Lecture Descriptions

Developing complex workflows that integrate HPC, Artificial Intelligence and Data analytics by Rosa M. Badía

The evolution of High-Performance Computing (HPC) systems towards every-time more complex machines is opening the opportunity of hosting larger and heterogeneous applications. In this sense, the demand for developing applications that are not purely HPC, but that combine aspects or Artifical Intelligence and or Data analytics is every time more common. However, there is a lack of environments that support the development of these complex workflows. The project will present PyCOMPSs, a parallel task-based programming in Python. Based on simple annotations, sequential Python programs can be executed in parallel in HPC-clusters and other distributed infrastructures. PyCOMPSs has been extended to support tasks that invoke HPC applications and can be combined with Artificial Intelligence and Data analytics frameworks. Some of these extensions are made in the framework of the eFlows4HPC project, which in addition is developing the HPC Workflows as a Service methodology to make it easier the development, deployment, execution and reuse of workflows. The lesson will present the current status of the PyCOMPSs programming model and how it is being extended in the eFlows4HPC project towards the project needs. Also, the HPCWaaS methodology will be introduced.

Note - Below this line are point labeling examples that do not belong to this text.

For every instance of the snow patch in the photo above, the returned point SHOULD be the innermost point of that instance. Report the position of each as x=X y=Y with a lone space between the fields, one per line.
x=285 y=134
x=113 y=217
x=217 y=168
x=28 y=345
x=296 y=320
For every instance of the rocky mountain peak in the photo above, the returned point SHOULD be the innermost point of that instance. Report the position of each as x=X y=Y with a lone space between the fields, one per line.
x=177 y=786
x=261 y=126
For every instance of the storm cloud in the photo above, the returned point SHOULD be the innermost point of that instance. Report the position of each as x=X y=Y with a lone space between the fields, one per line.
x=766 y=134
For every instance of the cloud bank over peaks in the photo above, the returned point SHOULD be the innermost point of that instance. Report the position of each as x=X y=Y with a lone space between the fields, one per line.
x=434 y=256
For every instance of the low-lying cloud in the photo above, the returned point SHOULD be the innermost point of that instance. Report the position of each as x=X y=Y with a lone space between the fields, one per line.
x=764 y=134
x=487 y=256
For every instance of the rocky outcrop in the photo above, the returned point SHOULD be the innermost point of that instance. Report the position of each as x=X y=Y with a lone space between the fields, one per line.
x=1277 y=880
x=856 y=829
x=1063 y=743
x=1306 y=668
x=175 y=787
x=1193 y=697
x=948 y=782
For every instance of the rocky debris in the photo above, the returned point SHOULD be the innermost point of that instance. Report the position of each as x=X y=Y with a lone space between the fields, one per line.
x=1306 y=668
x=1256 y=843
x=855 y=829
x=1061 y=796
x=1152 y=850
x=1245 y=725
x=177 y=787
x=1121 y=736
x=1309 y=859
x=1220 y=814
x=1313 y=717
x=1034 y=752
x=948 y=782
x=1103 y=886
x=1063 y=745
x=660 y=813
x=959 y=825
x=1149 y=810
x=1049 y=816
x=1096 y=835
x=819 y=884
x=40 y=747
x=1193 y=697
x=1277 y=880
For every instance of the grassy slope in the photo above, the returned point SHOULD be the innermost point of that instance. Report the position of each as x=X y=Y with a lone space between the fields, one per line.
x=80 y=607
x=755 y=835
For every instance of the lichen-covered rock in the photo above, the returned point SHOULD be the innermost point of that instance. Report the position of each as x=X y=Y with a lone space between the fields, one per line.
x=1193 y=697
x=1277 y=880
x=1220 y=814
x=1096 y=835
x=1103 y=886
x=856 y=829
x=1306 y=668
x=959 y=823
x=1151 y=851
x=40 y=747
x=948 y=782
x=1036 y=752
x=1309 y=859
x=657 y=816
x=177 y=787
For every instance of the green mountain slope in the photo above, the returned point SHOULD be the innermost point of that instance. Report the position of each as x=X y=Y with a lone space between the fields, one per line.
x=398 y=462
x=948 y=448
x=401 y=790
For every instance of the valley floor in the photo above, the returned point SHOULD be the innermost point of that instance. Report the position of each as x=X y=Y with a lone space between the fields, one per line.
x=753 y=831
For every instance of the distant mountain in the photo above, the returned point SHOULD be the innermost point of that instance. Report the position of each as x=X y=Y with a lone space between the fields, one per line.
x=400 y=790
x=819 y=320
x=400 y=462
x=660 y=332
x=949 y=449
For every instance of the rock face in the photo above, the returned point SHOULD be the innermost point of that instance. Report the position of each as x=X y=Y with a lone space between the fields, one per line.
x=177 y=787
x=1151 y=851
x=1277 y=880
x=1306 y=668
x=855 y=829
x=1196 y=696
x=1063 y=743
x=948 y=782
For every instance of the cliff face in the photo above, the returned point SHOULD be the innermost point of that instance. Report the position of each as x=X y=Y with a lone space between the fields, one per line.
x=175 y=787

Specializing Processors for ML by Luca Benini

Specializing Processors for ML - Topics covered: ML workload analysis and key requirements. Classical instruction set architectures (ISAs) limitations for ML. ISA Extensions for ML- Micro-architecture of ML-specialized cores. PPA (power performance area) optimization. Energy efficiency analysis.

From Single to Multi-Core Heterogeneous SoCs for ML by Luca Benini

From Single to Multi-Core Heterogeneous SoCs for ML - Topics covered: Low-Power Multi-core ML SoCs architecture. Improving efficiency, PPA. Integration of cores and Hardwired ML accelerators. Memory hierarchy challenges and solutions.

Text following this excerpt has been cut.